O, da geht mir doch mein (barockes) Herz auf: „… wäre Seligkeit – technischer geredet, Lust  jemals ein Beweis der Wahrheit? So wenig, dass es beinahe den Gegenbeweis, jedenfalls den größten Argwohn gegen „Wahrheit“ abgibt, wenn Lustempfindungen über die Frage „was ist wahr?“ mitreden. Der Beweis der „Lust“ ist ein Beweis für „Lust“ – nichts mehr; woher um alles in der Welt stünde es fest, dass gerade wahre Urteile mehr Vergnügen machten als falsche < >? – Die Erfahrung aller strengen, aller tief gearteten Geister lehrt das Umgekehrte. Man hat jeden Schritt breit Wahrheit sich abringen müssen, man hat fast alles dagegen preisgeben müssen, woran sonst das Herz, woran unsere Liebe, unser Vertrauen zum Leben hängt. < > Der Glaube macht selig: folglich lügt er …    [aus: ANTICHRIST von Friedrich Nietzsche]

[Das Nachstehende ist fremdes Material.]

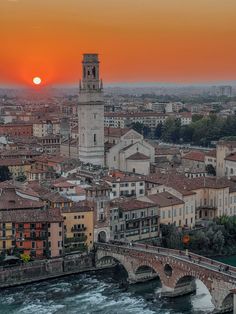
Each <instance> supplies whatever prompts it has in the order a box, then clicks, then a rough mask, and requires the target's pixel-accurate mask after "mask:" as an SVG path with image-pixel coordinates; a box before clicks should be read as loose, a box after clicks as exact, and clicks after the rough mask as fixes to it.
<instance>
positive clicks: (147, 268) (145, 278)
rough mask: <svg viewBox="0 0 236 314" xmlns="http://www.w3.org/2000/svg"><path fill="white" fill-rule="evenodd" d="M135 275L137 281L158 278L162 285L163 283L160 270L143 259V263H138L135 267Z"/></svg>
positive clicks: (134, 273)
mask: <svg viewBox="0 0 236 314" xmlns="http://www.w3.org/2000/svg"><path fill="white" fill-rule="evenodd" d="M134 275H135V280H136V282H139V281H146V280H151V279H158V280H159V281H160V284H161V286H162V285H163V282H162V278H161V276H160V273H159V270H158V269H157V268H156V267H155V266H154V265H152V264H151V263H148V262H144V261H142V263H139V264H138V265H136V267H134Z"/></svg>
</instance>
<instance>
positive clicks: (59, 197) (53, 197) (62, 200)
mask: <svg viewBox="0 0 236 314" xmlns="http://www.w3.org/2000/svg"><path fill="white" fill-rule="evenodd" d="M41 198H42V199H44V200H47V201H50V202H52V203H55V202H57V203H70V202H71V201H70V200H69V199H68V198H66V197H64V196H62V195H61V194H60V193H54V192H52V193H48V194H46V195H41Z"/></svg>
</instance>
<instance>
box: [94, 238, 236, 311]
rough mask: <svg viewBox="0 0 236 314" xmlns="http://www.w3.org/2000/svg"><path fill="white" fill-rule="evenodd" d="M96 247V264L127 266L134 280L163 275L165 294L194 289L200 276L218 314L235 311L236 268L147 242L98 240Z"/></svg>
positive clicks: (162, 277)
mask: <svg viewBox="0 0 236 314" xmlns="http://www.w3.org/2000/svg"><path fill="white" fill-rule="evenodd" d="M95 248H96V265H97V266H99V267H101V266H104V267H107V266H108V265H111V264H113V265H114V264H115V263H119V264H121V265H123V267H124V268H125V269H126V271H127V274H128V281H129V282H130V283H135V282H140V281H146V280H150V279H153V278H155V277H159V279H160V281H161V284H162V289H161V296H163V297H177V296H181V295H184V294H188V293H191V292H194V291H195V290H196V284H195V279H199V280H201V281H202V282H203V283H204V284H205V286H206V287H207V288H208V290H209V292H210V294H211V297H212V303H213V305H214V306H215V310H214V313H228V312H230V311H233V305H234V303H235V302H234V294H233V292H232V291H231V290H233V289H235V288H236V267H232V266H228V265H225V264H223V263H220V262H217V261H214V260H211V259H208V258H205V257H203V256H199V255H196V254H193V253H190V254H189V255H188V256H187V255H186V254H185V252H183V251H177V250H171V249H165V248H161V247H154V246H150V245H148V246H147V245H145V244H137V243H135V244H132V246H131V245H127V244H110V243H96V245H95ZM227 266H228V269H227V268H226V267H227ZM234 313H236V312H234Z"/></svg>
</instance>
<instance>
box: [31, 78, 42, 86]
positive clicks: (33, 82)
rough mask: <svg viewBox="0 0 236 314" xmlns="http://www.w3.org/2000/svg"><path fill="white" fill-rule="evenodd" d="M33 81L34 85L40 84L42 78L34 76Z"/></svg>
mask: <svg viewBox="0 0 236 314" xmlns="http://www.w3.org/2000/svg"><path fill="white" fill-rule="evenodd" d="M33 83H34V84H35V85H40V84H41V83H42V80H41V78H40V77H34V78H33Z"/></svg>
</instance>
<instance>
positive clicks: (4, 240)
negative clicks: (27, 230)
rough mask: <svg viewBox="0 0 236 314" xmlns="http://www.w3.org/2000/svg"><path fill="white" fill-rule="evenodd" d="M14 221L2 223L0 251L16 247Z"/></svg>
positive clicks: (3, 251)
mask: <svg viewBox="0 0 236 314" xmlns="http://www.w3.org/2000/svg"><path fill="white" fill-rule="evenodd" d="M12 229H13V227H12V223H4V222H1V223H0V253H2V252H5V251H7V250H9V251H10V250H11V249H13V248H14V243H13V238H14V235H13V233H12Z"/></svg>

Oje, mein Freund Volker, er wird wieder einmal den Kopf schütteln, wenn er diesen Artikel studiert, und mir zuflüstern wollen, das die Faustregel für schlagartigen Publikumserfolg doch bekanntlich lautet, man soll seiner Leserschaft niemals auch nur einen halben Augenblick Gehirntätigkeit zumuten. Stimmt. Sorry, Volker! Es ist schlicht mit mir durchgegangen. Was hab ich mir bloß dabei gedacht?

Meine barocke Lust am Fabulieren, meine Spiele (hier) mit Friedrich Nietzsche und Watchmen, meine geliebten Assoziationskaskaden… hört das denn niemals auf?